Table 1 Insight into related recent research.

Full size table

Material and methods

Dataset characteristics

In the investigation, we used a publicly available chest X-ray (CXR) dataset from Kaggle^57,58. The same dataset has also been utilized in numerous other investigations. The dataset consists of three sections: train, test, and validation. Each section contains subfolders for Pneumonia and Normal CXRs. There are 5863 X-ray images in total as shown in Table 2. The X-ray images used in the dataset were acquired at the Women and Children's Medical Center in Guangzhou from children aged one to five.These images were taken as part of the children's routine medical examinations.To assure the quality of the X-ray images used in the analysis, they were screened by specialists for low-resolution or unreadable images. The remaining images were then evaluated by two physician specialists, with any discrepancies resolved by a third specialist. This procedure was performed to teach an AI system to make precise diagnoses.80% of the dataset has been allocated to the training set, 10% to the test set, and 10% to the validation set, as shown in Table 3.

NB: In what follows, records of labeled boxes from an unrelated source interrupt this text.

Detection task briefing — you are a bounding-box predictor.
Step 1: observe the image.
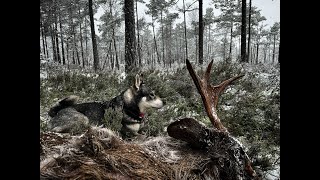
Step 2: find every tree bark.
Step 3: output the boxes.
[199,0,203,65]
[54,18,61,64]
[78,6,85,68]
[152,17,160,64]
[183,0,188,59]
[160,10,166,67]
[229,22,233,60]
[89,0,99,72]
[241,0,248,62]
[136,0,141,67]
[59,9,66,65]
[272,34,276,64]
[49,25,57,62]
[248,0,253,61]
[124,0,136,73]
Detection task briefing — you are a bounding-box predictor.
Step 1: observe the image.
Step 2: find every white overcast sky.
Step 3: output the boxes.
[95,0,280,35]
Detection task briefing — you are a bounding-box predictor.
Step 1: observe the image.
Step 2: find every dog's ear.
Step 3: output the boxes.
[134,74,142,90]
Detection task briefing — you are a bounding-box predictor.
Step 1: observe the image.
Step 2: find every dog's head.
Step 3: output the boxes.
[123,74,163,119]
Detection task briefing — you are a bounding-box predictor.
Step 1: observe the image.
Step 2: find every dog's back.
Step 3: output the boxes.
[48,75,163,136]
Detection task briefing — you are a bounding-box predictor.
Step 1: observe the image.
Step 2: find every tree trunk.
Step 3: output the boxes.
[112,28,120,70]
[272,35,276,64]
[160,10,166,67]
[78,6,85,68]
[44,35,50,58]
[50,25,57,62]
[199,0,203,65]
[84,17,89,66]
[278,42,280,64]
[89,0,99,72]
[241,0,248,62]
[248,0,253,61]
[136,0,141,67]
[229,22,233,61]
[59,12,66,65]
[40,19,46,55]
[152,17,160,64]
[256,42,259,64]
[124,0,136,73]
[183,0,188,59]
[72,26,81,66]
[66,38,69,65]
[54,19,61,64]
[223,32,227,61]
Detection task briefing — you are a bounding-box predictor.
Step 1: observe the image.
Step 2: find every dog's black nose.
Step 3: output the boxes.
[162,99,167,105]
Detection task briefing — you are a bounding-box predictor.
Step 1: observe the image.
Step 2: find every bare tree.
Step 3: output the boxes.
[89,0,99,72]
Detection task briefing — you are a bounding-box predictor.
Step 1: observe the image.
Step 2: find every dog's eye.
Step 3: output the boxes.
[149,92,155,98]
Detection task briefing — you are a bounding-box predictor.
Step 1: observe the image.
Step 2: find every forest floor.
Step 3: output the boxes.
[40,60,280,180]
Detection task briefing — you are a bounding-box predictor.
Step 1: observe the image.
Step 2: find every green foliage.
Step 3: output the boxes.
[40,61,280,173]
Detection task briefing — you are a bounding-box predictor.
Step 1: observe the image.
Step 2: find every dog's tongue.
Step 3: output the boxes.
[139,113,144,119]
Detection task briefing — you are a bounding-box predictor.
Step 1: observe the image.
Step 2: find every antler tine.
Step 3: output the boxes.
[186,59,201,94]
[186,59,244,132]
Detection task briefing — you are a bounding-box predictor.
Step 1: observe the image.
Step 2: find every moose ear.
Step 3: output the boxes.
[134,74,142,90]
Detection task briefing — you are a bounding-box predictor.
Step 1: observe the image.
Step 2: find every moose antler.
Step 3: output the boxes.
[186,59,244,132]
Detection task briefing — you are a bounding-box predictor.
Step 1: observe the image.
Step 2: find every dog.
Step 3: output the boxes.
[48,74,163,138]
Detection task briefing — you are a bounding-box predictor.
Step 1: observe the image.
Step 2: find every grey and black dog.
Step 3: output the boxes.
[48,74,163,137]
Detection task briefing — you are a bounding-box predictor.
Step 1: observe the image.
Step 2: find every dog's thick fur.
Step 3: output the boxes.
[48,75,163,137]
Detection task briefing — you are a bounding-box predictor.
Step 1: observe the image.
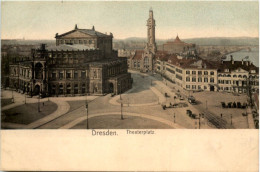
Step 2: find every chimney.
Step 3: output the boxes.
[41,44,46,50]
[230,55,234,64]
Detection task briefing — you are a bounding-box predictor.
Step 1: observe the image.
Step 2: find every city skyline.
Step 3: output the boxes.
[1,1,259,40]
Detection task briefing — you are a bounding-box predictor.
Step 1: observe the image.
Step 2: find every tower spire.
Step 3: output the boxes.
[146,8,156,53]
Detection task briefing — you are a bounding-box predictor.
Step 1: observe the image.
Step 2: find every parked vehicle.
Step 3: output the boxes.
[188,96,196,104]
[221,102,226,108]
[191,113,199,119]
[186,109,192,116]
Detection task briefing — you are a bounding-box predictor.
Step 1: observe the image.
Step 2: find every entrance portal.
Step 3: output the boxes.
[109,83,114,93]
[34,85,40,95]
[210,85,215,91]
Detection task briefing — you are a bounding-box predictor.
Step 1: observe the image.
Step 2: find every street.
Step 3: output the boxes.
[2,71,252,129]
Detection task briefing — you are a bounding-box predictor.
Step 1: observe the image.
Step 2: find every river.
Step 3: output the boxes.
[225,47,259,67]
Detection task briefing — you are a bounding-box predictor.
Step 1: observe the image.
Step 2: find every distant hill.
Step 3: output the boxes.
[1,37,259,47]
[1,39,56,45]
[114,37,259,46]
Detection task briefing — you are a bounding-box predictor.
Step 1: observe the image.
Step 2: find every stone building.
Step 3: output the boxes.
[9,25,132,96]
[128,9,157,72]
[156,53,259,93]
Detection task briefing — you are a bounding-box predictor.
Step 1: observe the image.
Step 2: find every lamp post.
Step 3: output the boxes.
[38,93,41,112]
[86,101,89,129]
[118,83,124,120]
[199,114,201,129]
[12,89,14,103]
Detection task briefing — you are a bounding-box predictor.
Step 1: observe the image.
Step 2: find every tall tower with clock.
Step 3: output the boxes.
[145,9,156,54]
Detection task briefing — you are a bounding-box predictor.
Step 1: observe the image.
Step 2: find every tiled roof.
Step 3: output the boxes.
[156,51,217,69]
[55,28,112,38]
[78,29,109,37]
[132,50,144,60]
[46,44,95,51]
[218,60,259,73]
[164,35,191,45]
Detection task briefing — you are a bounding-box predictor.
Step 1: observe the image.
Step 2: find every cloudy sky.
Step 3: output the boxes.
[1,1,259,39]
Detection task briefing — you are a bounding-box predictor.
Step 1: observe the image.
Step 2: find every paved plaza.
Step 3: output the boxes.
[1,71,255,129]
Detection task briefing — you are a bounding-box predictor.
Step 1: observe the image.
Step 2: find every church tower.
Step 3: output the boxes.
[145,9,156,54]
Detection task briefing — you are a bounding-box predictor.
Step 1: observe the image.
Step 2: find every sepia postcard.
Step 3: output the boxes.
[1,1,259,171]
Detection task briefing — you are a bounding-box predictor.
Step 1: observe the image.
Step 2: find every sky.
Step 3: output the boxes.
[1,1,259,39]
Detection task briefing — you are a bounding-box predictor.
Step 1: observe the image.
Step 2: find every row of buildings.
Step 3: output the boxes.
[9,25,132,96]
[156,55,259,93]
[125,10,259,93]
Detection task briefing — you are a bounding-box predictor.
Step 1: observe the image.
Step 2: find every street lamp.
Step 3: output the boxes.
[86,101,89,129]
[118,83,124,120]
[12,89,14,103]
[38,93,41,112]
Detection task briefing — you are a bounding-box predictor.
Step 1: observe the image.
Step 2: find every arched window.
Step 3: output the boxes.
[144,57,149,66]
[59,84,63,94]
[66,84,71,94]
[81,84,86,94]
[35,63,43,79]
[74,84,79,94]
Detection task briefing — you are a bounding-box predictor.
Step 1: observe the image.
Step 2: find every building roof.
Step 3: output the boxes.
[155,53,259,73]
[132,50,144,60]
[218,60,259,73]
[156,54,217,69]
[164,35,192,45]
[46,44,95,51]
[55,26,113,38]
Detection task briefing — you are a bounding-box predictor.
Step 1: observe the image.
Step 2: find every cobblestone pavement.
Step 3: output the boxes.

Table 2 Class distribution of the dataset.

Full size table

Table 3 Partitioning of training, testing, and validation datasets.

Full size table

Proposed architecture

The proposed Architecture uses patch embeddings, positional encodings, several Transformer encoder layers, self-attention, feed-forward neural networks, and a classification head to classify and analyze imageswhich are shown in Fig. 2.

Input embedding

It requires reshaping the input image into patches as shown in Fig. 3 and applying a linear transformation in order to obtain the embeddings. Let's denote the input image as $X\in R^{(H\times {\text{W}}\times {\text{C}})}$ re H, W, and C, respectively, represent the height, breadth, and number of channels. Each patch has a dimension of P × P, and there are N patches in total. The input embedding can be represented the as $E\in R^{(N\times {\text{D}})}$ where D is the number of dimensions of the embeddings.

Positional encoding

The input embeddings include positional information to capture the relative and absolute positions of the patches. The positional encoding matrix $P\in R^{(N\times {\text{D}})}$ added to the input embeddings E element by element.

Transformer encoder

Each layer of the Transformer Encoder is constituted of a multi-head self-attention mechanism and a position-wise feed-forward network as shown in Fig. 4.

(a)
Multi-head self-attention: The attention weights between the input embeddings are computed by the multi-head self-attention mechanism. It entails three linear transformations: Query (Q), Key (K), and Value (V), with Q, K, and $V\in R^{(N\times {\text{D}})}$ Using the attention weights, the output of the self-attention mechanism is the weighted sum of the values. The attention weights are calculated by Eq. (1).
$$Attention\left(Q,K,V\right)=softMax\left(\left(Q{K}^{T}\right)/\surd \left(Dh\right)\right)V$$
(1)
where Dh represents the dimension of each attention head.
(b)
Position-wise feed-forward network: The position-wise feed-forward network employs two linear transformations separated by a nonlinear activation function (such as ReLU). Let's designate the attention mechanism's output as $A\in R^{(N\times {\text{D}})}$ The representation of the position-wise feed-forward network is as according to Eq. (2).
$$FFN\left(A\right)={\text{max}}\left(0,A\times W1+b1\right)\times {\text{W}}2+{\text{b}}2$$
(2)
where $W1\in R^{(D\times {\text{dFFN}})},b1\in R^{(1\times {\text{dFFN}})},W2\in R^{(dFFN\times {\text{D}})},b2\in R^{(1\times {\text{D}})}$.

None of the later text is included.